Restoring Fire, Wolves, and Bison to the Canadian Rockies
Explore how fire, wolves, and bison keep ecosystems healthy in one of the wildest places in North America.
Waterton Lakes National Park in Alberta, Canada and the Blackfoot tribal lands outside the park are some of the few places where you can get a sense of North America as it was before settlers arrived. Only five percent of Canada’s native grasslands remain, and they are right here, filled with iconic native animals like wolves, grizzly bears, cougars, and eagles.
When this land was colonized by Euro-Americans 150 years ago, the natural balance of the landscape was knocked off kilter, and now the leadership of the national park and the Kainai First Nation are striving to use natural forces, like wolves, bison, and fire to restore a healthy balance. Waterton National Park Natural Resources staff set prescribed fires to keep aspen from taking over the native grassland. Where there are no wolves, elk eat the aspen shoots that grow after burns, clearing space for grass to grow. But here in Waterton, the presence of wolves keeps elk from lingering while they eat, meaning they clear fewer aspen shoots. This tips the scale back toward expanding aspen stands, and decreasing native prairie. The missing piece? Bison. Wild, free-ranging bison historically kept these grasslands open by trampling aspen and tearing them up with their horns.

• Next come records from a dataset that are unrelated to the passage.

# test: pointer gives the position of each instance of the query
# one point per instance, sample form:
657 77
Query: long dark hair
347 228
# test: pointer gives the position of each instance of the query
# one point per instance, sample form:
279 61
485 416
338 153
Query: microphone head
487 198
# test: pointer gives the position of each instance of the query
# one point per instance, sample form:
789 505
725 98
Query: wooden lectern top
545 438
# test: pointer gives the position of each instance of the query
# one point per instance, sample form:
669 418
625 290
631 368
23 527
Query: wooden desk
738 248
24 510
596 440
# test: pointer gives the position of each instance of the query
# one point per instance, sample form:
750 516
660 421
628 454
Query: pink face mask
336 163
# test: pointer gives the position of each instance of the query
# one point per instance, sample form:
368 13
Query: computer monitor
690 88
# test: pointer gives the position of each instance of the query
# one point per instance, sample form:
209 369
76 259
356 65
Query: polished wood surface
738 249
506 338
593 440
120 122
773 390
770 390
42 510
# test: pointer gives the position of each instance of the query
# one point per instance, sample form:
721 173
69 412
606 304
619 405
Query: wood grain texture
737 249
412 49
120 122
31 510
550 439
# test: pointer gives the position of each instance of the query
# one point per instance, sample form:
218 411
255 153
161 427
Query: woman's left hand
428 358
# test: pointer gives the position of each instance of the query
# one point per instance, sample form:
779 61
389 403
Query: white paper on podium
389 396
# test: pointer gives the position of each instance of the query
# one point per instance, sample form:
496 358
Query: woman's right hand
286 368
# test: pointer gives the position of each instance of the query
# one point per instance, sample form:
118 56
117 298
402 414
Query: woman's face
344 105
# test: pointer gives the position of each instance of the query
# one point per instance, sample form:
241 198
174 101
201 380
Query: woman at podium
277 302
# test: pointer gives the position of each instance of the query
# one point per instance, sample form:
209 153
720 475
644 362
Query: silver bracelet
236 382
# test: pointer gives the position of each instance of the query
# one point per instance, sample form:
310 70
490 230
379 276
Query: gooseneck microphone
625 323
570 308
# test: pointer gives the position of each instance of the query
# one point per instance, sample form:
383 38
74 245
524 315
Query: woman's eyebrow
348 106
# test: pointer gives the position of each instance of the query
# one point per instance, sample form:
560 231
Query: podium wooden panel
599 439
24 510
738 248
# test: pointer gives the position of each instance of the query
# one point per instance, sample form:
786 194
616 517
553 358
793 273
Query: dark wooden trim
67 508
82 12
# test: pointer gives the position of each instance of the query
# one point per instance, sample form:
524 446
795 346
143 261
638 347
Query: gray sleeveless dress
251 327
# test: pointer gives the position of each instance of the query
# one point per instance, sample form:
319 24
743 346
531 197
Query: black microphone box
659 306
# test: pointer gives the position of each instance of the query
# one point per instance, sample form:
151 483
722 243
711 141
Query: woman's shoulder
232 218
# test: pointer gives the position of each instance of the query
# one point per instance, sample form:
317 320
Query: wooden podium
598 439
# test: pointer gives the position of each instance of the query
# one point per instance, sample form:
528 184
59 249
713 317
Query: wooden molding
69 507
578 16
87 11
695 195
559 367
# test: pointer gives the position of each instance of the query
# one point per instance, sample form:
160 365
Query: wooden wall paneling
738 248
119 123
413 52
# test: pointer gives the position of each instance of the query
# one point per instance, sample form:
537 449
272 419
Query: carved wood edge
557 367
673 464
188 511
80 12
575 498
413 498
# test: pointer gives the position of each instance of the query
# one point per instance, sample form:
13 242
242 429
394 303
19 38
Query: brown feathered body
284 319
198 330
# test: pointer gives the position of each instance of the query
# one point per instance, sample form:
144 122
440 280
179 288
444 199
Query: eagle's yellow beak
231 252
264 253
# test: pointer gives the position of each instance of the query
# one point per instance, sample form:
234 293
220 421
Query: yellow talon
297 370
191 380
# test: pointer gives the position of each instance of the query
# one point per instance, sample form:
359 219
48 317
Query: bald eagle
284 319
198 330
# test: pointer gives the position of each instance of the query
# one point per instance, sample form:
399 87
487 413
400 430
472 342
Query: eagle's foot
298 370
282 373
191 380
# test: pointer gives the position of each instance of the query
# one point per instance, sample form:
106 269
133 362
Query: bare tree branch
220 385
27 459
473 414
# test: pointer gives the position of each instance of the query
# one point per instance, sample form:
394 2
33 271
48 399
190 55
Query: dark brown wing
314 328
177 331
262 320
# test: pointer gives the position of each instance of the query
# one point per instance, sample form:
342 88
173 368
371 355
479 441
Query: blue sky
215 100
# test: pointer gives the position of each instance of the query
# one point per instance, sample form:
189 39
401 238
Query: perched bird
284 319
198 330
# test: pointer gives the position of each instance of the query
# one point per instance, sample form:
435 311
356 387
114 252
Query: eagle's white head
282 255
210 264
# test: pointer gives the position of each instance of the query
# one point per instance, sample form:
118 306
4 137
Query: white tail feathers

This research is important because it engages the Kainai First Nation and the Blackfoot confederacy, to whom bison, fire, and wolves are sacred, in restoring their ancestral landscape and using their traditional ecological knowledge (TEK).
Hike off-trail through rugged, secluded parts of the park, past grizzly bears and herds of elk, and on Blackfoot tribal lands closed to the public, to help researchers untangle the complex interactions between wolves, elk, fire, and bison. You can help by measuring how much vegetation elk are eating, and how the prescribed fires are shaping plant populations and affecting habitat for bison. You will also spend a day on the trail of wolves, following their tracks in areas of high wolf activity, such as their rendezvous sites and travel corridors.
A Typical Itinerary
- Day 1: Meet in Calgary Int’l Airport, travel to Waterton Village
- Day 2: Training on research tasks
- Days 3-5: Hiking to monitor trees, recording signs of wildlife
- Day 6: Wolf-tracking day
- Day 7: Departure
HOW YOU WILL HELP
Monitor fire severity and vegetation
You’ll set up plots and measure prescribed and wild fire impacts on the forest and grassland. In the forest you will also measure the height and diameter of trees, as well as shrub and grass coverage. Over the course of the day, you’ll hike off trail from six to ten miles.
You'll visit wolf "rendezvous" locations where they return to or have been active. You'll find and record evidence of wolf activities, like tracks, remains from wolf kills, fur, or scat.
Field conditions and research needs can lead to changes in the itinerary and activities. We appreciate your cooperation and understanding.